The defendant, who did not testify at trial, presented an alibi defense through the testimony of two neighbors who said that they had each been sitting outside during the evening in question and had observed the defendant outside as well.

The relevant question to ask in reviewing the sufficiency of the evidence to support a criminal conviction is whether, after viewing the evidence in the light most favorable to the prosecution, any rational trier of fact could have found the essential elements of the crime beyond a reasonable doubt. ( People v. Young (1989), 128 Ill. 2d 1, 49, 131 Ill. Dec. 78, 538 N.E.2d 453.) During closing argument the State proposed that although defendant admitted participation in the offense in his statement to police, he was not entirely honest in the account he gave, preferring instead to interject into his account self-serving, albeit false, details suggesting that he had acted out of fear in taking the life of another. Particularly since nothing about the evidence adduced demonstrates that the defendant was aware of the presence of an eyewitness to the shooting of Raphael Torres and, in fact, the eyewitness who testified was standing some distance from the intersection where the shooting occurred at night in an area not brightly illuminated, the discrepancies in defendant's court-reported account may stem, in part, as the State argued in rebuttal during closing argument, from the defendant's mistaken belief that he had committed the offense unobserved. Whatever inferences the jury actually drew from the evidence, a review of the record in the light most favorable to the prosecution makes abundantly clear that a rational trier of fact could have found the essential elements of first degree murder beyond a reasonable doubt. Therefore, the cause should have been remanded to the circuit court for retrial, and the appellate court erred by reversing the judgment of the circuit court without doing so.

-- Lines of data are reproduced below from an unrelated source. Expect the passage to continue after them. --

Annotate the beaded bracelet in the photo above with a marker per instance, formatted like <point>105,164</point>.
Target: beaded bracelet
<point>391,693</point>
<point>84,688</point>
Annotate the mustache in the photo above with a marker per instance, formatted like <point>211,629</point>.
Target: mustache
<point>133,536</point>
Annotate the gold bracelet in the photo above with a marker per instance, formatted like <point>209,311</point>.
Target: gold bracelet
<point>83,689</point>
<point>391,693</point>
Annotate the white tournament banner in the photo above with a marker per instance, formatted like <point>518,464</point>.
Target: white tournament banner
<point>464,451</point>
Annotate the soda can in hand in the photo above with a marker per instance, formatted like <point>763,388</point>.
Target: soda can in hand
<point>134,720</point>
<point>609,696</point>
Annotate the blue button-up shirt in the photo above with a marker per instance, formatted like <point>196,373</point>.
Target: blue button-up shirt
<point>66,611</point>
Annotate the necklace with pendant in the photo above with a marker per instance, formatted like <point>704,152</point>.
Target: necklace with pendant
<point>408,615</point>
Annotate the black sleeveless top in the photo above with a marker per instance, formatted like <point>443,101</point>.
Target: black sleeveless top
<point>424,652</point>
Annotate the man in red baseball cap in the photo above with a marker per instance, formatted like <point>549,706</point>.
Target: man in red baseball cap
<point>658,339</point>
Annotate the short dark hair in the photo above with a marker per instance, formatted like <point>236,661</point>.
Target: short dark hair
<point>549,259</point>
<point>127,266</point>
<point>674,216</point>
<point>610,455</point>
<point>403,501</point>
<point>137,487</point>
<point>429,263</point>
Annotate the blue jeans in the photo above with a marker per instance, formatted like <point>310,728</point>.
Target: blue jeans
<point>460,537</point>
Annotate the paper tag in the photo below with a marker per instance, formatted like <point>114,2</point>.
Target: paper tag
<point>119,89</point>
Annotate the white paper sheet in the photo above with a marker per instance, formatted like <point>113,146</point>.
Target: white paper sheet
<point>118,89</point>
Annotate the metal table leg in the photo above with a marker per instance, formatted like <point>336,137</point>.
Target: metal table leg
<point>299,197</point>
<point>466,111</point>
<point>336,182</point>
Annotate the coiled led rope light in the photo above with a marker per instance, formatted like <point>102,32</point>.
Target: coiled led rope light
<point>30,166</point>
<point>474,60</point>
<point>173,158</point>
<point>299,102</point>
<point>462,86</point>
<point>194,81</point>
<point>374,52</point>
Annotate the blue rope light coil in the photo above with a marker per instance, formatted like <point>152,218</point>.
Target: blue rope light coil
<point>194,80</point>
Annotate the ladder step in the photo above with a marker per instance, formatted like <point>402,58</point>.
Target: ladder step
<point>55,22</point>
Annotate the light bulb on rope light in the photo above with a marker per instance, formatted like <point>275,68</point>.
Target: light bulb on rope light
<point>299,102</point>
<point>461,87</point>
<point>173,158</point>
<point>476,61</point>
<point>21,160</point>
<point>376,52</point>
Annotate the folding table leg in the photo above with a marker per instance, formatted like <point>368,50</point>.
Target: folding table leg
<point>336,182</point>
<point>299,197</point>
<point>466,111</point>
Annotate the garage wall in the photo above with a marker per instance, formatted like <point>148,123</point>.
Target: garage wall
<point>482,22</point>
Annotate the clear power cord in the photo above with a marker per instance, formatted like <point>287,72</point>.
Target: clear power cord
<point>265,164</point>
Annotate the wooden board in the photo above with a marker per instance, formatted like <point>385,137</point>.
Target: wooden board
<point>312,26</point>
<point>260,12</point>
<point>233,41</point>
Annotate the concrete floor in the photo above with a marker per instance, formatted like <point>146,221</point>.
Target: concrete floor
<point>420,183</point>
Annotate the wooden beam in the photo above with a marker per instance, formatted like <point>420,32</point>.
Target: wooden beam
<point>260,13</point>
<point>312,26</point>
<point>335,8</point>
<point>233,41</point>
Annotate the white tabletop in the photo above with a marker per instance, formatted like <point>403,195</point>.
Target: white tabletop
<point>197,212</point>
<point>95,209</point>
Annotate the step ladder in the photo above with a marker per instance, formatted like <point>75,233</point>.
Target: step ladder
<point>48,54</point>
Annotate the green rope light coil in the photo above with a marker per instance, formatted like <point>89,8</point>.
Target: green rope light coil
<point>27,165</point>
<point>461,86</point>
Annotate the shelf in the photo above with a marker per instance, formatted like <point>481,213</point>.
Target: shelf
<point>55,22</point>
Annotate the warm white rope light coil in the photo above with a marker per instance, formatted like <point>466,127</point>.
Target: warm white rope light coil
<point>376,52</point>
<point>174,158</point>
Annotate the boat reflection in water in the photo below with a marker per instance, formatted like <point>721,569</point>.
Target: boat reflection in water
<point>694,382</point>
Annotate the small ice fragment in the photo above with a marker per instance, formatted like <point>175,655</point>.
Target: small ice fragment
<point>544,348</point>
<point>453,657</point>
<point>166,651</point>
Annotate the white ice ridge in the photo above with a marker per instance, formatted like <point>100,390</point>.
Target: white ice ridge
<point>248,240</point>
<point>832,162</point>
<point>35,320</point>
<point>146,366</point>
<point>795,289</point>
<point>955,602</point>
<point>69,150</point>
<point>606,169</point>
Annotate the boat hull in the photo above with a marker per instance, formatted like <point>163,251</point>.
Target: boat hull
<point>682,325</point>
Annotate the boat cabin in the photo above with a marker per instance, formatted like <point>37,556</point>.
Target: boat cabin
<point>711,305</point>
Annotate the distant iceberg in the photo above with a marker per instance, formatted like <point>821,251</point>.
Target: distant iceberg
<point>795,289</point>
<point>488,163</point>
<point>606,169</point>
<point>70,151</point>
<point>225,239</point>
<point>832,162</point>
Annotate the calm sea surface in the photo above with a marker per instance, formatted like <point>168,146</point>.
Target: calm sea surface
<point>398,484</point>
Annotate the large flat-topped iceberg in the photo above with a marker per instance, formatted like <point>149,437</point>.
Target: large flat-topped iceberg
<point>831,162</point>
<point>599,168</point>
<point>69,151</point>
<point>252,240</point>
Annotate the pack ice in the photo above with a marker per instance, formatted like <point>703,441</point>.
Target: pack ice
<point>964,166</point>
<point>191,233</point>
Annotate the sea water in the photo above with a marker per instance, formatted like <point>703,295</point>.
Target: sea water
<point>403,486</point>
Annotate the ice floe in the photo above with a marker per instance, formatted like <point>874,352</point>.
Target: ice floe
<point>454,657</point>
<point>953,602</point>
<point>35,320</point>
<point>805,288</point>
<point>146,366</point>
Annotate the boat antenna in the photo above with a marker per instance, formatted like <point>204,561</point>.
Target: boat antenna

For the reasons stated, we affirm the judgment of the appellate court insofar as it reverses the judgment of the circuit court in denying the defendant's motion to suppress his inculpatory statements, but we reverse the judgment of the appellate court insofar as it reverses the judgment of the circuit court for insufficient evidence, and we remand the cause to the circuit court for retrial.

Appellate court affirmed in part and reversed in part; circuit court reversed; cause remanded.

CHIEF JUSTICE BILANDIC, concurring in part and dissenting in part:

I agree with the majority's conclusion that the evidence presented at the defendant's trial, when viewed in the light most favorable to the prosecution, was sufficient to support the defendant's murder conviction. I do not agree, however, with the majority's conclusion that the police initiated a conversation with the defendant after he invoked his right to counsel in violation of the rule established in Edwards v. Arizona. I would find, instead, that the defendant, after invoking his right to counsel, initiated a conversation with the police evincing a willingness and desire for a generalized discussion about the investigation.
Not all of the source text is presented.